I've been reading the occasional posts on Unplanning Journal, a blog authored by a county planner in central California. The planner rightly points out that planners everywhere assume that energy supplies will grow without end. In fact, so deep is the faith in ever-growing energy supplies that planning documents either never mention or give just perfunctory mention to energy issues. The planner garnered considerable attention recently with his post of a summary of his conversation with an energy company executive espousing a bleak outlook for natural gas (READ: electricity) supplies in North America. (The planner's inquiry was part of his regular work of planning for countywide energy needs over the next couple of decades.)
Most revealing for me are his suggestions for relocating population away from major urban centers post peak oil, something he regards as an inevitability given how unsustainable cities such as Los Angeles and Las Vegas are. There is also his outline for an emergency response plan to energy shortages since he has come to believe that municipalities will not plan ahead given their deeply held belief that energy supplies will continue to grow indefinitely.

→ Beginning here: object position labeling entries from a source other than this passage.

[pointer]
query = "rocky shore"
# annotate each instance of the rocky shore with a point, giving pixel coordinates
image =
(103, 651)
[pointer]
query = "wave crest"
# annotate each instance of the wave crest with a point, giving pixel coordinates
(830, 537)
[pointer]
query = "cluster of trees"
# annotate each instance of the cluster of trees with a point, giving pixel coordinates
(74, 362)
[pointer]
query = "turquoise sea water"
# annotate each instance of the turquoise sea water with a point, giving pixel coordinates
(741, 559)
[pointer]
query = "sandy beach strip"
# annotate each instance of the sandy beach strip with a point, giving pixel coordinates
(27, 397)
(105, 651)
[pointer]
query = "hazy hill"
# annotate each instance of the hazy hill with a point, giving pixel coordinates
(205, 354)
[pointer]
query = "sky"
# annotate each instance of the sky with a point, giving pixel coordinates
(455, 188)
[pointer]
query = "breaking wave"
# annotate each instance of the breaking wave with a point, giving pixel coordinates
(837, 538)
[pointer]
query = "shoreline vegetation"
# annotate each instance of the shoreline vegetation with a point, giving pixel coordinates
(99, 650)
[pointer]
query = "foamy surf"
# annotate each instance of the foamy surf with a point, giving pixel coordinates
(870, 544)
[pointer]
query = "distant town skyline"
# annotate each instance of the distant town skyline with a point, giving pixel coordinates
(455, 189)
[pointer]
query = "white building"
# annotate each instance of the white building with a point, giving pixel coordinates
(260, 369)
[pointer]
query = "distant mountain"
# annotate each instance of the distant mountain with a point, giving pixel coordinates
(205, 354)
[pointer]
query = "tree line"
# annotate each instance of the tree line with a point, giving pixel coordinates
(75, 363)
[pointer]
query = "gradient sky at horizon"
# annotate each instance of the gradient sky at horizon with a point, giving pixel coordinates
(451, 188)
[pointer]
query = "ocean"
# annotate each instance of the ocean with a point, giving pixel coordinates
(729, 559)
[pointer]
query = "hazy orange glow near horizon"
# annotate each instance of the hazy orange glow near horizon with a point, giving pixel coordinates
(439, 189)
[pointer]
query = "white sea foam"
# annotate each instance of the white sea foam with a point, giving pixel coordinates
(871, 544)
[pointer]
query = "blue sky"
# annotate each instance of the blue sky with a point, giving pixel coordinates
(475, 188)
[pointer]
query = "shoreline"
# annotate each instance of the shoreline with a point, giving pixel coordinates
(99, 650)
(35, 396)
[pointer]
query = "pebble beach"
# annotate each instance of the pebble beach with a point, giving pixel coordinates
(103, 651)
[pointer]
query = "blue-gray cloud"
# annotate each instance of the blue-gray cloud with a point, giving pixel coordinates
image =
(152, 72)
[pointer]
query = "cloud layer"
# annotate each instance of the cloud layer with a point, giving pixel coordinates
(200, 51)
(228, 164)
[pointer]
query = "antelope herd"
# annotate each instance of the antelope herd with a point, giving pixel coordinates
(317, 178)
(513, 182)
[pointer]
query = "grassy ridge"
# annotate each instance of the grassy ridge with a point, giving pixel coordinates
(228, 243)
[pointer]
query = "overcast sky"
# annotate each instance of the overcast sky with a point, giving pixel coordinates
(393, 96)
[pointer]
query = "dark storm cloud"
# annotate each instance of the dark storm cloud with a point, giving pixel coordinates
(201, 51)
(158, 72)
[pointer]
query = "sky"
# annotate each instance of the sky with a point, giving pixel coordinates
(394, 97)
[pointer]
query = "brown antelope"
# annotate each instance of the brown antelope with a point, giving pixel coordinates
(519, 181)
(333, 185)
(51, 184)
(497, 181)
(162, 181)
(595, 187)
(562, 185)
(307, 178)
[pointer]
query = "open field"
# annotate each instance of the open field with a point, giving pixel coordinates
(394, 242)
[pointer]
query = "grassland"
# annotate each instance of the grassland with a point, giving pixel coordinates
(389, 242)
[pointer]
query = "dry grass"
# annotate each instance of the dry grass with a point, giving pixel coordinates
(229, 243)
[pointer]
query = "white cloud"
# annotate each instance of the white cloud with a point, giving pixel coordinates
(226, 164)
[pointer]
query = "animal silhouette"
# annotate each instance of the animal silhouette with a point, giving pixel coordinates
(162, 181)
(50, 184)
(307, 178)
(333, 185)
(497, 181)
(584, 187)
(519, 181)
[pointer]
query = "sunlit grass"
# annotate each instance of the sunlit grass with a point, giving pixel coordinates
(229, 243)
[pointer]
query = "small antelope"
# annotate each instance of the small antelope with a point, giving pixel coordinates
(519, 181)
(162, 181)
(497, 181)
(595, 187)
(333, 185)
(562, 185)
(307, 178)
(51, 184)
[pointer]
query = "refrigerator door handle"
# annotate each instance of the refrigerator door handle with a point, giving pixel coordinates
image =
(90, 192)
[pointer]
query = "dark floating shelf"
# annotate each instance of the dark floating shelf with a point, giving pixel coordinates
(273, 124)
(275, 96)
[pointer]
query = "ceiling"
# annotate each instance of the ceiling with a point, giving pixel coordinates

It is the tone of these suggestions that is most compelling. They are expressed in the neutral, rational manner you'd expect from a planner providing information on a plan for, say, a new highway. But, that very tone rattles the nerves since what is being contemplated is so enormous and disruptive. We need to recognize that the Unplanner is merely engaging in the kind of thinking every community will be forced to engage in if we all simply wait for the inevitable decline of energy supplies. Do we really want to temporize when oil prices are three and four times what they are today? And yet, it seems, given the inertia of planning departments everywhere, his suggestions might well become a template for how to react to the coming energy crisis--after its arrival.
Let's hope his message reaches his fellow planners before then.
(Comments are open to all. See the list of environmental blogs on my sidebar.)
Thanks for the review and links to my site. Raising awareness and getting people at my work to fully understand the true implications of peak energy has been unbelievably tough. People literally take energy availability for granted. It never comes up at any forums we hold, it is always left off the list of pressing issues and it is even ignored by most in the general public.